Another excellent Guardian piece by Amelia Gentleman looks in detail at how being moved away from home and established networks has affected one family, and case studies are also a focus of the CPAG report.  It’s only by looking at the impact on individual families that the real nature of the reforms becomes clear.  The people being affected are the polar opposite of Duncan Smith’s crude demonisation: they are typical families who are seeing their aspirations smashed by the reforms.
The Government’s story that all this would lead to landlords reducing rents has also been exposed.  Rents continue to rise and more landlords are refusing to take people on housing benefit, another turn of the screw both for the families and for councils.
Councils and organisations like the co-authors of the CPAG report, London Advice Services Alliance, are trying to advise people but the options are becoming slimmer.  Discretionary transitional funds are proving wholly inadequate.
The Government continues to maintain the fiction that this is nothing to do with them and that boroughs should not act outside the law: councils ‘must secure accommodation within their own borough so far as reasonably practicable’.  But this is plainly fatuous when most councils in London are in breach and they all cite the shortage of supply and the welfare reforms as the reasons.  Most of the boroughs concerned are doing their best in impossible circumstances although it is impossible to feel sorry for the Hammersmith and Fulhams and the Westminsters who deliberately exclude affordable housing from their future programmes.
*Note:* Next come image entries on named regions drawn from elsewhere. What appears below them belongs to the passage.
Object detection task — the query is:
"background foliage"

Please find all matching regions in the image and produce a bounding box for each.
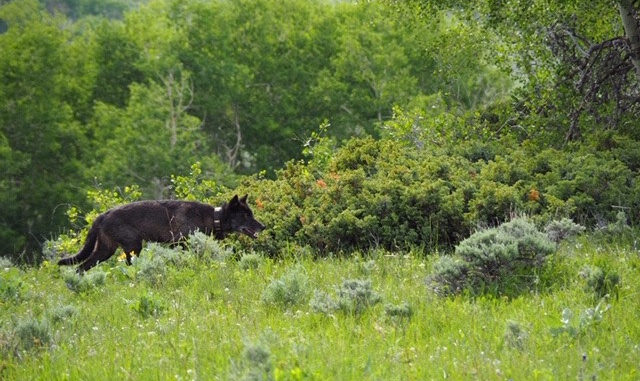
[0,0,640,261]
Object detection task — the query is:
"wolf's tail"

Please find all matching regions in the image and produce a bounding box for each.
[58,216,102,265]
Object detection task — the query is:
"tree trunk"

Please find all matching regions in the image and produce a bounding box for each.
[618,0,640,82]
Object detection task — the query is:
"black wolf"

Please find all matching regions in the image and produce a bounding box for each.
[58,195,264,272]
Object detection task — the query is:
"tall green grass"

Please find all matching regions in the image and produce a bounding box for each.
[0,237,640,380]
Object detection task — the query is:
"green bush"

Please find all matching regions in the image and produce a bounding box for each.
[0,267,25,302]
[262,267,309,308]
[428,218,555,295]
[580,266,620,299]
[53,131,640,258]
[238,253,264,270]
[544,218,586,243]
[132,294,165,319]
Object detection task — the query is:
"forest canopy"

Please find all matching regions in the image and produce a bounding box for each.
[0,0,640,260]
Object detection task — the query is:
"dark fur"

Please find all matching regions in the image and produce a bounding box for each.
[58,195,264,271]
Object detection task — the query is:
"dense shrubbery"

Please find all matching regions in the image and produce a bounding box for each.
[47,129,640,255]
[427,218,555,295]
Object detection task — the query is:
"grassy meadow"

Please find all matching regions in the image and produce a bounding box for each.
[0,235,640,380]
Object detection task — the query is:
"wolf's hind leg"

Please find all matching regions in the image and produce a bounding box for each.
[78,236,117,272]
[120,240,142,266]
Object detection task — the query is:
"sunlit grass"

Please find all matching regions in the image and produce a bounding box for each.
[0,238,640,380]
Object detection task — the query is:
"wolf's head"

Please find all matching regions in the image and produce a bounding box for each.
[227,195,264,238]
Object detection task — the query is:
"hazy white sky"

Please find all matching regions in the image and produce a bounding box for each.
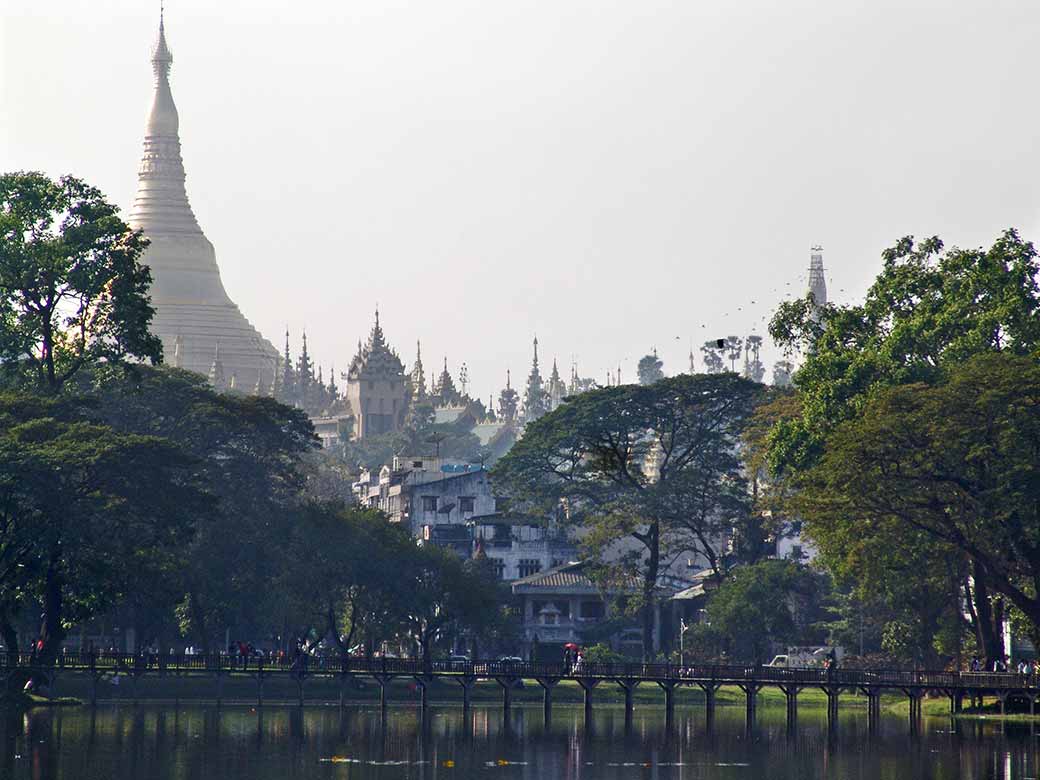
[0,0,1040,397]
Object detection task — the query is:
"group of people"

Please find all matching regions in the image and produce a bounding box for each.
[969,655,1040,675]
[564,647,584,674]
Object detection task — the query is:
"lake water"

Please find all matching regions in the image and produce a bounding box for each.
[0,704,1040,780]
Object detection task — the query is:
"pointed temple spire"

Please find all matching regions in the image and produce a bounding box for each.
[498,369,520,425]
[127,11,278,387]
[549,358,567,412]
[809,244,827,314]
[523,336,549,422]
[410,340,426,400]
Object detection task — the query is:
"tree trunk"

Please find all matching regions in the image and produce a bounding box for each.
[0,609,19,668]
[37,552,66,666]
[643,522,660,664]
[188,591,210,655]
[419,631,434,675]
[971,564,1004,669]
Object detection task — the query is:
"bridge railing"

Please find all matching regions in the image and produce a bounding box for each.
[10,652,1040,690]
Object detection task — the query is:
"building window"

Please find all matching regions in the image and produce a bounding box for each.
[581,601,603,620]
[488,557,505,579]
[520,557,542,577]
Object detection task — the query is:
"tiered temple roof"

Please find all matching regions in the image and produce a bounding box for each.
[128,12,278,388]
[346,311,405,381]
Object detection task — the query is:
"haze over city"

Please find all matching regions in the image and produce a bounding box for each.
[0,0,1040,398]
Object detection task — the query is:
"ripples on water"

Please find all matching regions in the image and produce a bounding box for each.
[0,704,1040,780]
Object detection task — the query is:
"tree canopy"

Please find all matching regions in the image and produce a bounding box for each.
[770,230,1040,469]
[798,354,1040,648]
[0,173,162,391]
[492,373,761,655]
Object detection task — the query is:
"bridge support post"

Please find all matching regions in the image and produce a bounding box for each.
[826,686,841,728]
[495,677,517,718]
[780,685,802,727]
[657,680,676,722]
[415,675,431,713]
[535,677,560,725]
[372,674,393,711]
[615,677,642,722]
[740,682,762,727]
[578,677,599,721]
[906,691,921,732]
[863,688,881,731]
[697,682,719,726]
[459,675,476,712]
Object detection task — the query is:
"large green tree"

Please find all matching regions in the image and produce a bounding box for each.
[797,354,1040,652]
[701,561,825,664]
[0,394,211,662]
[770,230,1040,469]
[0,173,162,392]
[493,373,761,657]
[272,501,416,656]
[769,230,1040,655]
[81,366,317,649]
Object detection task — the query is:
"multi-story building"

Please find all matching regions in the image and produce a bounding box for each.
[355,458,577,580]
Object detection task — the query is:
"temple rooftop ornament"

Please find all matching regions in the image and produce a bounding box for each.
[128,15,278,388]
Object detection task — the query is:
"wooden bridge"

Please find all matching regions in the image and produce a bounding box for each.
[12,653,1040,726]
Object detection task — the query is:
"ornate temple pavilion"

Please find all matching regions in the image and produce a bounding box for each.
[128,18,278,392]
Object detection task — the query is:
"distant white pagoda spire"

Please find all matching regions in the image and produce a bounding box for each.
[128,16,279,387]
[809,244,827,308]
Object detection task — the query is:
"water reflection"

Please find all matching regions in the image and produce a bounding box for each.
[0,705,1038,780]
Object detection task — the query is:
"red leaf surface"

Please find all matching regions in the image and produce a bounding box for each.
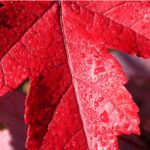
[0,2,150,150]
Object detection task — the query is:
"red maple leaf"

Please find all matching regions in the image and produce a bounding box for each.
[0,2,150,150]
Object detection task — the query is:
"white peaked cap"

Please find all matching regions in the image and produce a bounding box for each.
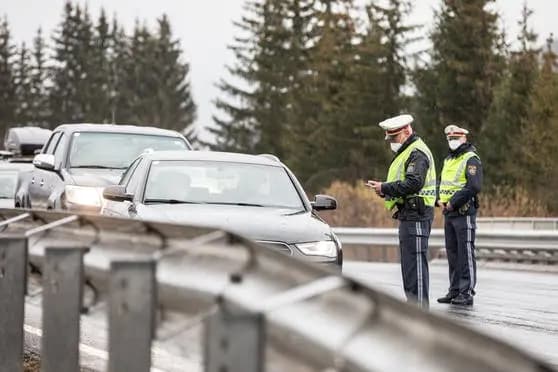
[444,124,469,136]
[379,114,414,132]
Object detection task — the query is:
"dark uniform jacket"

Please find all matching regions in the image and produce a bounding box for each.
[446,142,482,216]
[382,133,434,221]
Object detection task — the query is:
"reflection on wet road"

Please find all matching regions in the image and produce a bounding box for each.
[343,262,558,369]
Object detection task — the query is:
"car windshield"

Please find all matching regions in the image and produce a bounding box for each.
[144,161,304,210]
[0,171,17,199]
[70,132,188,169]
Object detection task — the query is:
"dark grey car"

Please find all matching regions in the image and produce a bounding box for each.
[101,151,343,267]
[15,124,191,212]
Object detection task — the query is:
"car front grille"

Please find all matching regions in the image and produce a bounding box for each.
[258,240,293,256]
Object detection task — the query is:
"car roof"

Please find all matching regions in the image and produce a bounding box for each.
[138,151,284,167]
[0,161,34,171]
[54,123,182,137]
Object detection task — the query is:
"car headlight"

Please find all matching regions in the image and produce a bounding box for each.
[295,240,337,258]
[65,185,101,208]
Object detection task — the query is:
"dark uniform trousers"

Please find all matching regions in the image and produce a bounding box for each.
[444,215,477,295]
[399,220,432,307]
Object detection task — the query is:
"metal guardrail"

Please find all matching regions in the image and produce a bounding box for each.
[477,217,558,231]
[334,227,558,264]
[0,209,552,372]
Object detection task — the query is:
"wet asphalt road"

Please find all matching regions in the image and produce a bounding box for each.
[343,261,558,369]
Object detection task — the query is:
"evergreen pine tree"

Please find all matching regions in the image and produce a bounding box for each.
[116,15,196,132]
[14,43,32,126]
[0,17,17,138]
[349,0,416,185]
[29,28,54,127]
[515,38,558,213]
[480,4,539,185]
[107,17,133,123]
[87,9,112,123]
[152,15,196,132]
[415,0,503,157]
[50,2,84,127]
[50,2,97,125]
[210,0,300,156]
[289,0,358,187]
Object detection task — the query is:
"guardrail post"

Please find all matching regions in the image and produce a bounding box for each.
[0,234,27,372]
[108,260,157,372]
[41,247,88,372]
[204,304,265,372]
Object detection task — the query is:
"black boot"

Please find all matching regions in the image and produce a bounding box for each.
[451,293,473,306]
[438,292,457,304]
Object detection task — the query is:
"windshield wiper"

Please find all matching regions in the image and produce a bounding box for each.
[70,165,128,169]
[144,199,200,204]
[205,202,265,207]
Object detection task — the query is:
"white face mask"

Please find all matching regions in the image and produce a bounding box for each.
[448,140,461,151]
[389,142,402,152]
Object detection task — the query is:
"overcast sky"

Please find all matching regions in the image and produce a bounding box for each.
[0,0,558,141]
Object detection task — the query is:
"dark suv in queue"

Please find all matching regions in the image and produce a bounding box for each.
[101,151,343,269]
[14,124,191,212]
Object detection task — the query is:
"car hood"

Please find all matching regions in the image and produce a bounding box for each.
[137,204,332,244]
[68,168,124,187]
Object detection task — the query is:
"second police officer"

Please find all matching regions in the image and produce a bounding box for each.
[438,125,482,306]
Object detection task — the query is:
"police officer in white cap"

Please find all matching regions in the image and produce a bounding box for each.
[438,125,482,306]
[367,115,436,307]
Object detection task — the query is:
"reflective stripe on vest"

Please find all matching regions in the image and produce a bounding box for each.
[440,151,479,203]
[384,138,436,210]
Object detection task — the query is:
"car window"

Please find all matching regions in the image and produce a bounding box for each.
[69,132,188,169]
[0,170,17,199]
[144,161,304,209]
[43,132,62,154]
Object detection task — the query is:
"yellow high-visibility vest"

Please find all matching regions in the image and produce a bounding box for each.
[384,138,436,210]
[440,151,480,203]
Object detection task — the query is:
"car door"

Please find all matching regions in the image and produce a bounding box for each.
[29,132,62,209]
[42,133,68,209]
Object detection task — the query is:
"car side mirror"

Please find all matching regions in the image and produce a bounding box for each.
[103,185,134,202]
[33,154,55,170]
[310,195,337,211]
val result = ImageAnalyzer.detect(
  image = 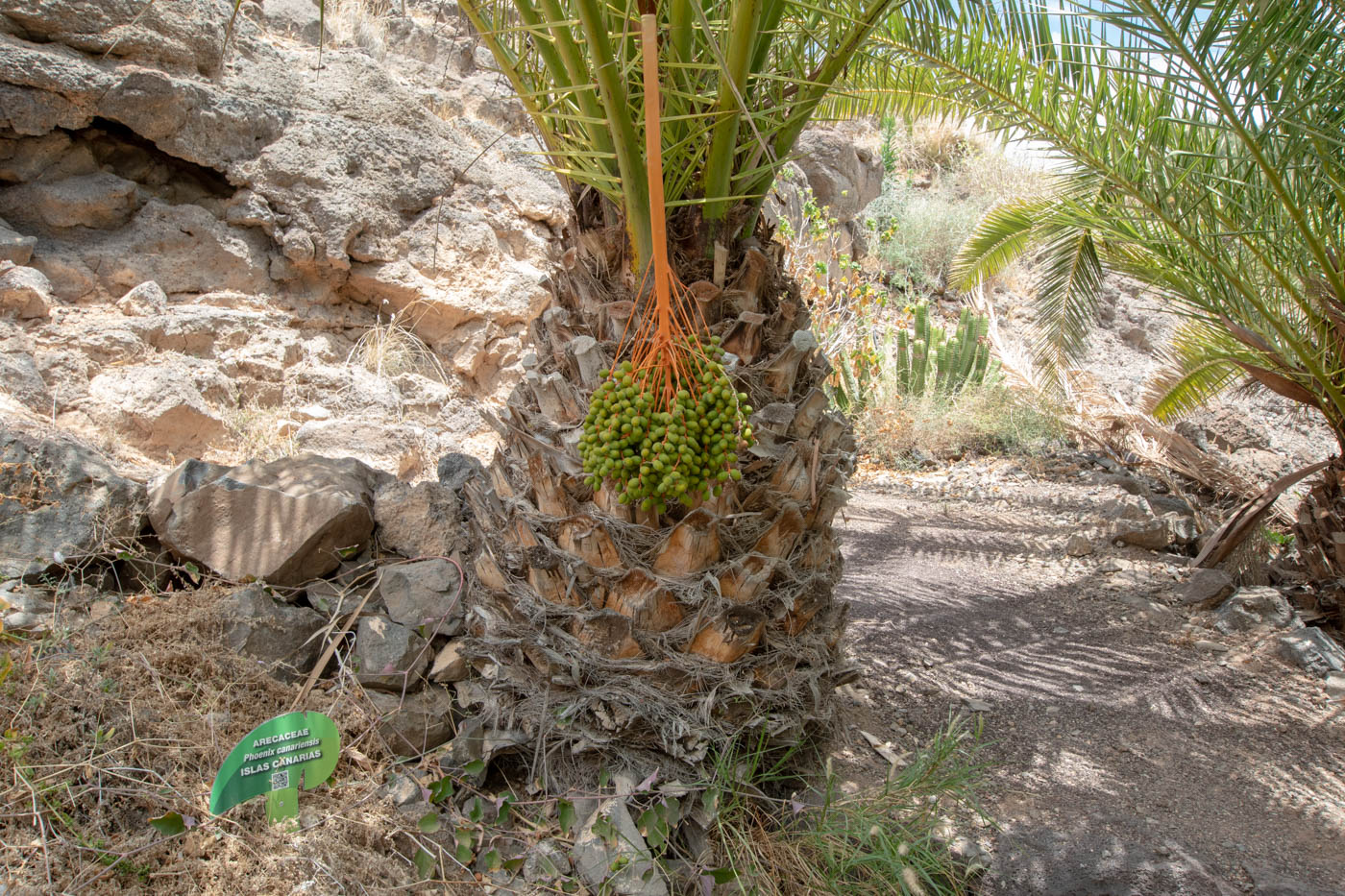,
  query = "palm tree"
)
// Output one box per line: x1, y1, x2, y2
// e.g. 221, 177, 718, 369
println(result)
861, 0, 1345, 621
446, 0, 919, 771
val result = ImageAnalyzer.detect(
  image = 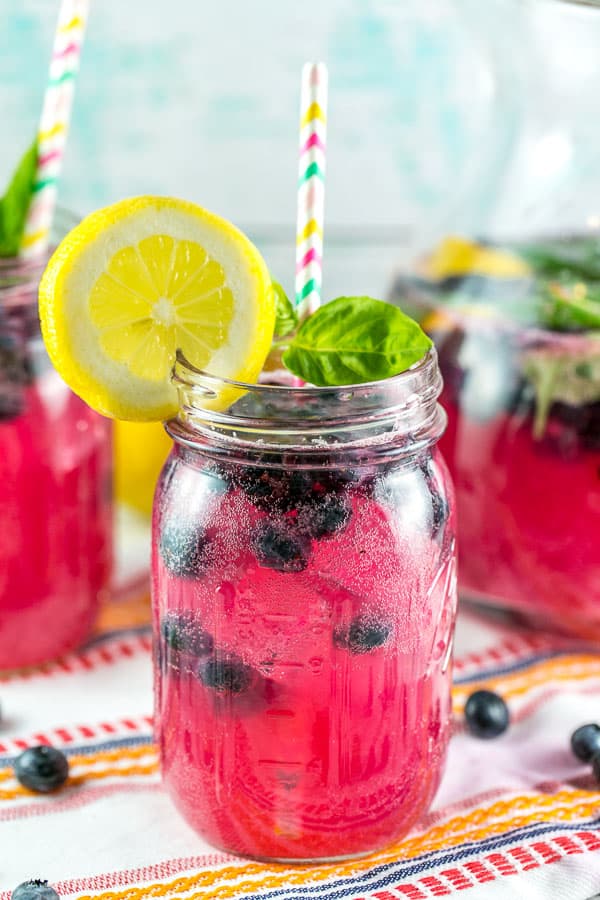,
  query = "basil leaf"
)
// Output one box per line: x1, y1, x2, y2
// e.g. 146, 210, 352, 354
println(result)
521, 344, 600, 438
0, 140, 38, 256
273, 281, 298, 337
517, 237, 600, 281
283, 297, 432, 387
540, 279, 600, 331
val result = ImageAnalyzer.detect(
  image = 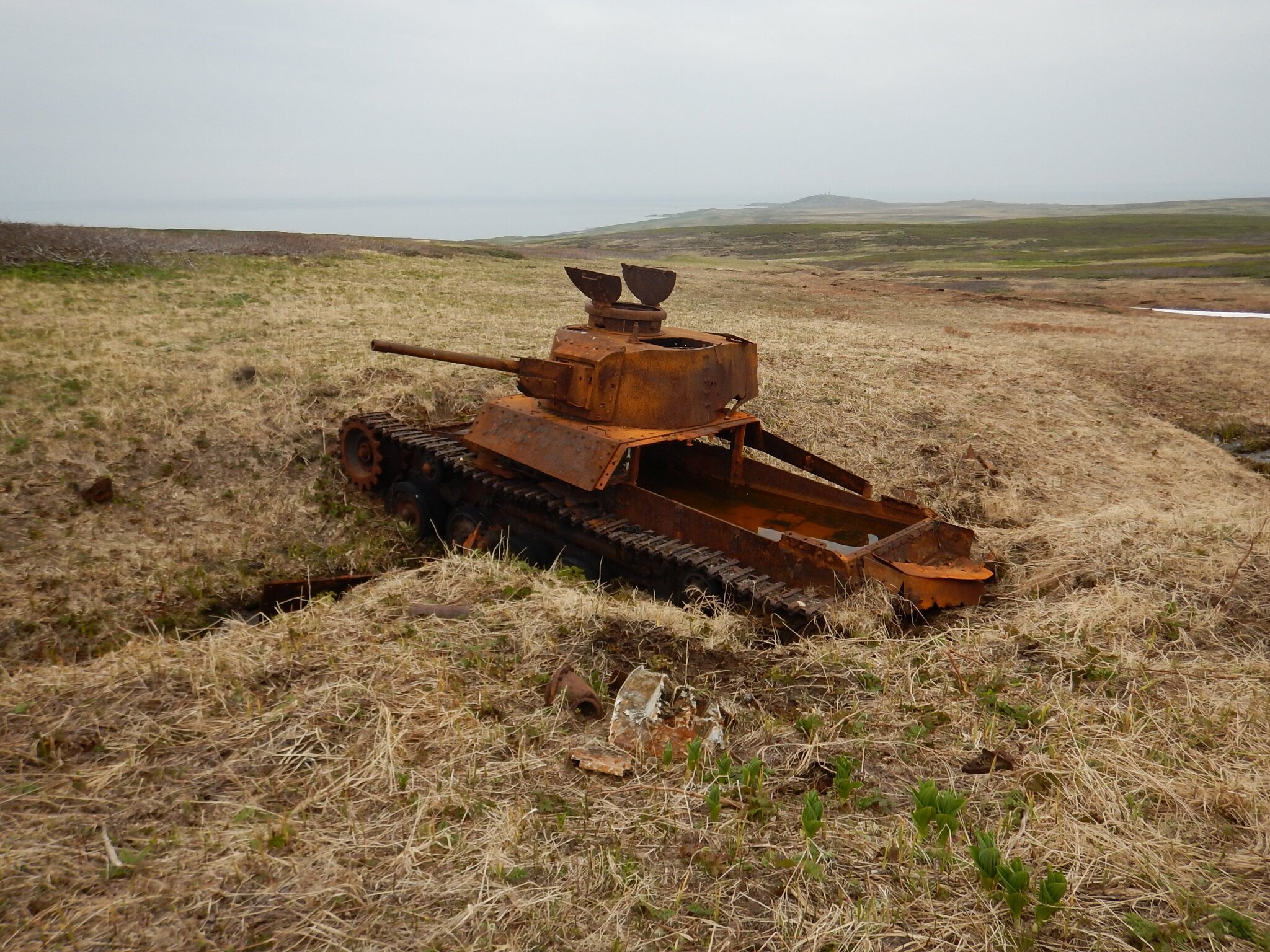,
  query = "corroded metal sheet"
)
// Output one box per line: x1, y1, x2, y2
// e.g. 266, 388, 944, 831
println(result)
608, 665, 722, 758
464, 396, 755, 490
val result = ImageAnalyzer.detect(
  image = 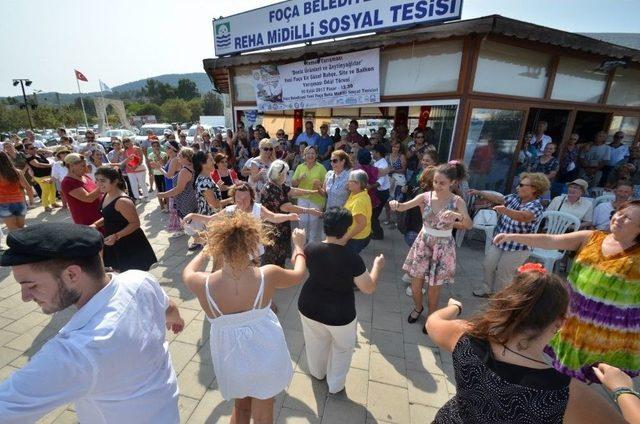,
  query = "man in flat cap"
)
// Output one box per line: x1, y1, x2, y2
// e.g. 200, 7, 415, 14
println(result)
0, 223, 184, 424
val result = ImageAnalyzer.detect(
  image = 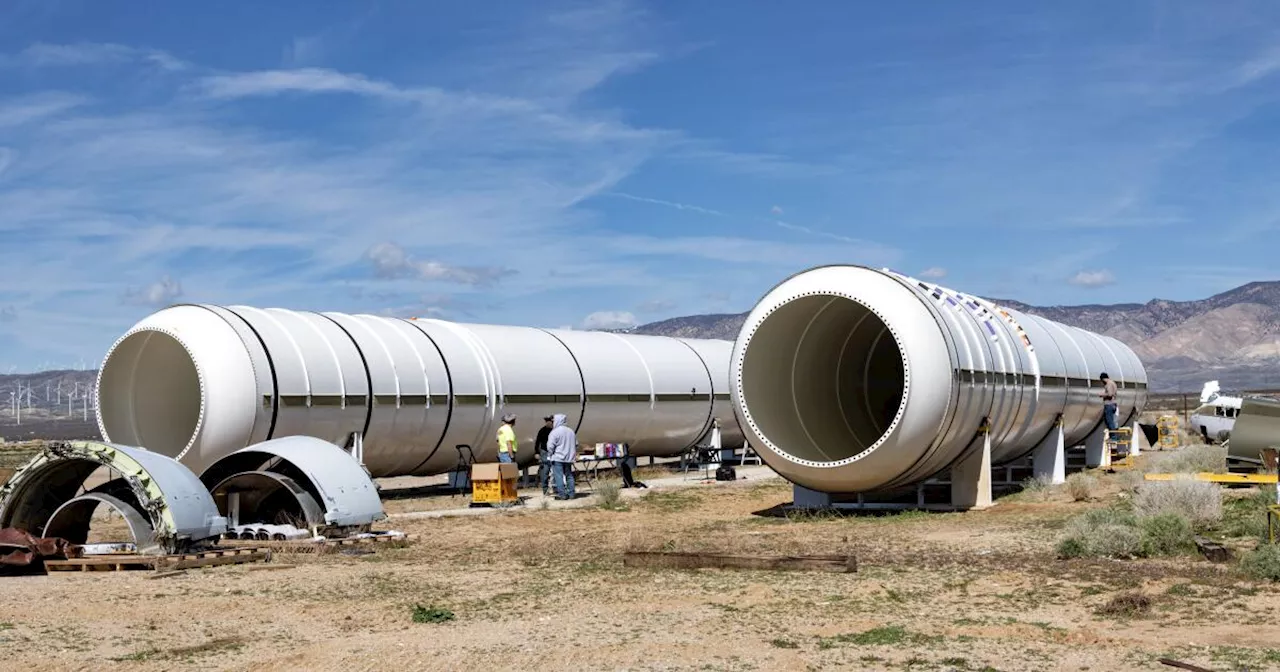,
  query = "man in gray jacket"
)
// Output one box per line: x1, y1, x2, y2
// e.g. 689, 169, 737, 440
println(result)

As a response to the emergency, CPAG recommends that homeless families in temporary accommodation should be exempted from the caps (at a cost of £30m).  This is a sensible and pragmatic proposal.  They also want the mayor and London councils to co-ordinate their responses and the work of advice agencies much more effectively.
And, like everyone else, they say that the only medium and long term solutions are to build more houses.